Tag Archives: data scientist

What roles do you need in your data science team?

Over the past few weeks, we’ve had several conversations in our data lab regarding data engineering problems and day to day problems we face with unsupervised data scientists who find it difficult to deploy their code into production.

Data scientist

The data scientist

The opinions from business seemed to cluster around a tacit definition of data scientists as researchers, primarily from statistics or mathematics backgrounds, who are experienced in machine learning algorithms and often in some domain areas specific to our business, (e.g. actuaries in insurance), but not necessarily having skills of writing production-ready code.
The key driver behind the somewhat opposing strain of thought came from the developers and data engineers who often quoted Cloudera’s Director of Data Science – Josh Wills – famous for his “definition of a data scientist tweet”:
Data Scientist (n.): Person who is better at statistics than any software engineer and better at software engineering than any statistician.

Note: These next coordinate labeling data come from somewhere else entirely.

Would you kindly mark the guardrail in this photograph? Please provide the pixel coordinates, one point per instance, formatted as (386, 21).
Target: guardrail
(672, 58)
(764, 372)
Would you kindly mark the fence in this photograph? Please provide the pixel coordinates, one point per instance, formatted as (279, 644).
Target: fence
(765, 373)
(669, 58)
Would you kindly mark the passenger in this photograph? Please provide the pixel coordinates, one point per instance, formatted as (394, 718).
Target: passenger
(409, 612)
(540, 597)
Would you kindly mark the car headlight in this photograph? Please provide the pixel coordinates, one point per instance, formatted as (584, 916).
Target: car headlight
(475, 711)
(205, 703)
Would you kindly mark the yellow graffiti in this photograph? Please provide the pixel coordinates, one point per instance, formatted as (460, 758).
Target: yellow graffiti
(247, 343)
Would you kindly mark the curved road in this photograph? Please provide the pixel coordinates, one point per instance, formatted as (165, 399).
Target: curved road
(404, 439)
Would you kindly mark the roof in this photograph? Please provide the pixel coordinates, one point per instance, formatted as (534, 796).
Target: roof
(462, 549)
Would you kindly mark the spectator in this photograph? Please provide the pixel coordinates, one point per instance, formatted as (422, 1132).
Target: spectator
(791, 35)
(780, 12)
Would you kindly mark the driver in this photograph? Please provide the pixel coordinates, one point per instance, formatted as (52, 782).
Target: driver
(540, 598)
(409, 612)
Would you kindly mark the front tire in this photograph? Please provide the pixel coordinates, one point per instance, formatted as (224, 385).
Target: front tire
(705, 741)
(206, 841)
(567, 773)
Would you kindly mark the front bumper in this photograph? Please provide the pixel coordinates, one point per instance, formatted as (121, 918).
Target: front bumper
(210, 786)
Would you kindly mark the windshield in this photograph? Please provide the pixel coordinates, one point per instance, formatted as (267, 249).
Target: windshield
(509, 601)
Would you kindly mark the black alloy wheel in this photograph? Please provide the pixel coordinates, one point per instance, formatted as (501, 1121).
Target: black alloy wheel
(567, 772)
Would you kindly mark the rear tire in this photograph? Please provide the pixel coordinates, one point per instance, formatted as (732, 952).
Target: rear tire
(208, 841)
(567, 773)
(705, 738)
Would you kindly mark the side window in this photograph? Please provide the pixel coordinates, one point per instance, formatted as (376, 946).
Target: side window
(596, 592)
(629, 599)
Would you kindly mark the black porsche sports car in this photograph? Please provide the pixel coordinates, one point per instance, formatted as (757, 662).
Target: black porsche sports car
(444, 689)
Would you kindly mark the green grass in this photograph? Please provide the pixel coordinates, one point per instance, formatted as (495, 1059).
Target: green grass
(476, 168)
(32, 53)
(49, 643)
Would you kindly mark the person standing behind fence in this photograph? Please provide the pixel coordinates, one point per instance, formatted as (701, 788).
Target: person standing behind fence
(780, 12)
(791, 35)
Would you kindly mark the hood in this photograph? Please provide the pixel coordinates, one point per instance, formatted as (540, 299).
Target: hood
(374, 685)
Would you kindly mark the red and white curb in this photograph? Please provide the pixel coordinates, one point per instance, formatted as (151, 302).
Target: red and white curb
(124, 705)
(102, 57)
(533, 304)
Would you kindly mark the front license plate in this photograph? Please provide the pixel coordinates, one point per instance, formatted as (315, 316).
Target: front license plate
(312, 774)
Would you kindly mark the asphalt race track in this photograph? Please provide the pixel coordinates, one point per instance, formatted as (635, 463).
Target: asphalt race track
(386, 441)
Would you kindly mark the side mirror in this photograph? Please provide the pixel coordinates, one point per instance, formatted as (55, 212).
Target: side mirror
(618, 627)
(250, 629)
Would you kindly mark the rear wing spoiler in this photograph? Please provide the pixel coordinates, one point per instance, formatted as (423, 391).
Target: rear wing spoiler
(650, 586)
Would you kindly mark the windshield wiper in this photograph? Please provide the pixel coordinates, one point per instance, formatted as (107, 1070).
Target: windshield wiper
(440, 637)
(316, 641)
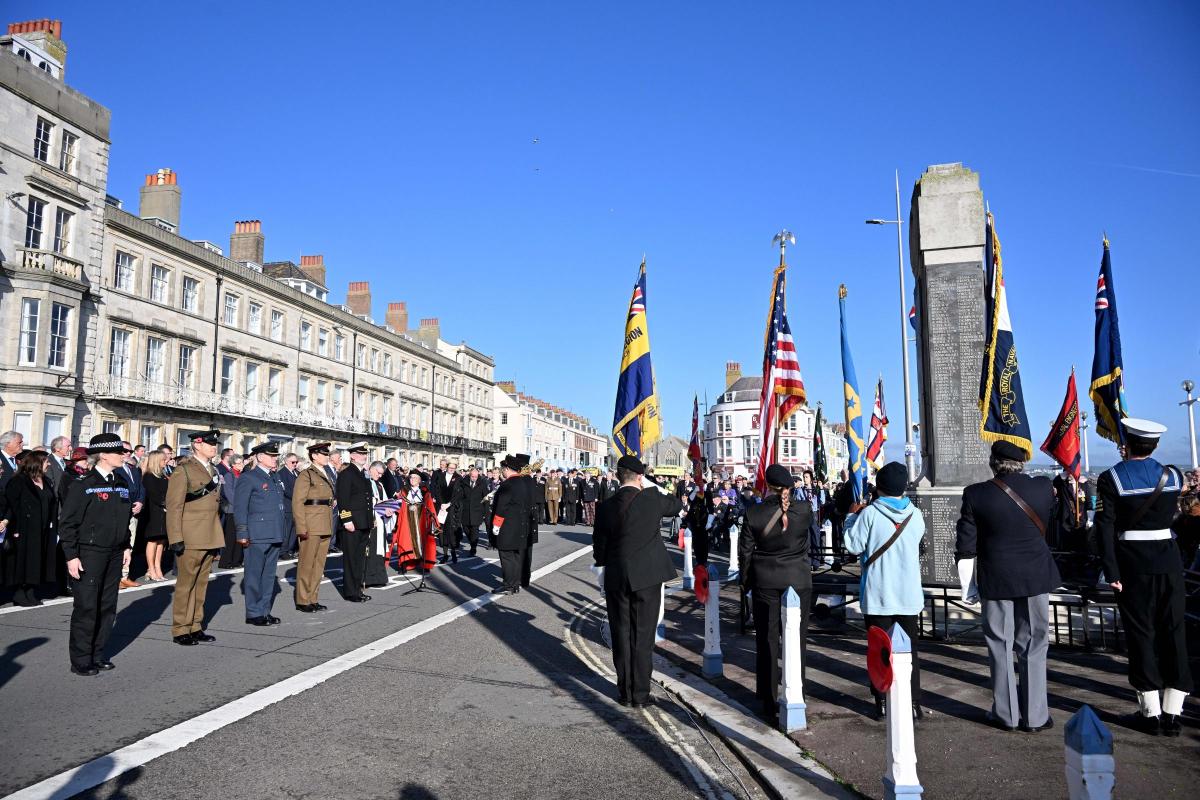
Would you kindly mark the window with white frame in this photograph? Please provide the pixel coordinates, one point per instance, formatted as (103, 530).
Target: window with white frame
(30, 311)
(251, 380)
(186, 364)
(119, 353)
(191, 294)
(123, 271)
(231, 310)
(69, 150)
(156, 359)
(60, 335)
(63, 232)
(42, 139)
(150, 437)
(228, 372)
(35, 210)
(160, 283)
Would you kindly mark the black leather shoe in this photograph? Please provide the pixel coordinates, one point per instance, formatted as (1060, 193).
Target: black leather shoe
(1049, 723)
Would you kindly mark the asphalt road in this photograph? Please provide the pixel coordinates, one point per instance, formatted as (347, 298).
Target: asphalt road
(502, 702)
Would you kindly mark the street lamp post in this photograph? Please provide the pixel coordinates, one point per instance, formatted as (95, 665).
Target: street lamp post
(1187, 386)
(910, 450)
(1083, 434)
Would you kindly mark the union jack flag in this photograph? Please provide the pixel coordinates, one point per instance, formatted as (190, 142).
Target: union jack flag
(780, 378)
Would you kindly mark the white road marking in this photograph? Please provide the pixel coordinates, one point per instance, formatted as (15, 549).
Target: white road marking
(106, 768)
(144, 587)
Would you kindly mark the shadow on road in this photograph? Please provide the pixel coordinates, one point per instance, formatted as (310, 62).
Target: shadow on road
(9, 665)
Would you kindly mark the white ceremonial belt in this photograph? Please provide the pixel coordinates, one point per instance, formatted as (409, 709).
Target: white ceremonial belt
(1146, 535)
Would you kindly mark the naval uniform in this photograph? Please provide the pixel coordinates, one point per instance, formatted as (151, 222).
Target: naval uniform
(355, 506)
(1141, 554)
(95, 529)
(261, 513)
(193, 499)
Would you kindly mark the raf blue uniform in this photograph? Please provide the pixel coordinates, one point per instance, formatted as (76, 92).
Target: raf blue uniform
(258, 510)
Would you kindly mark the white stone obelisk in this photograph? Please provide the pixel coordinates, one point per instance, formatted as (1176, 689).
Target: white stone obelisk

Josh Wills' definition of data scientist

Josh Wills’ definition of data scientist

Wills’ quote reflects the practical issues in finding “unicorn” data scientists and having to do with the best of what’s on offer for a multi-disciplinary area like data science. It’s also perhaps based on his work in startups like Cloudera and web giants like Google, where adopting agile practices like DevOps allow data scientists closer interaction with engineers and therfore substantial experience in deploying to production. Unfortunately, that’s always a challenge due to bureaucracy, mindset, lack of informed opinion and cultural barriers in larger or old-world organizations with legacy systems and practices.

As in any startup or lab working on problems in data science and big data, it’s important for us to clear misconceptions and get the team to a shared understanding of commonly used terms to establish a foundational common language, which would then allow developing a shared vision around our objectives. Therefore it’s necessary to review going beyond definitions of the “unicorn” data scientists and looking at what happens in real-life teams where data scientists work, like ours.

Different perspectives
A lot of the data scientists actually think of themselves as mathematicians, trying to formulate business problems into math/statistics problems and then trying to solve them in the data science projects.
However, the popular misconception arise sometimes out of the big-data hype articles churned out by big data vendors, including some evangelists – who equate data scientists with superpowers across a multitude of disciplines.
The developer’s views arise due to their unique perspectives on the complexities of data wrangling and fragmentation around tools, technologies and languages.

The reality, as always, is quite different from the hype. There are actually probably just a handful of the “unicorn” data scientists on the planet, who have superpowers in maths/stats,AI/machine learning, a variety of programming languages, an even wider variety of tools and techniques, and of course are great in understanding business problems and articulating complex models and maths in business-speak. For the lesser mortals, and less fortunate businesses, we have to do with multiple individuals to combine these skillsets together into a team or data science squad.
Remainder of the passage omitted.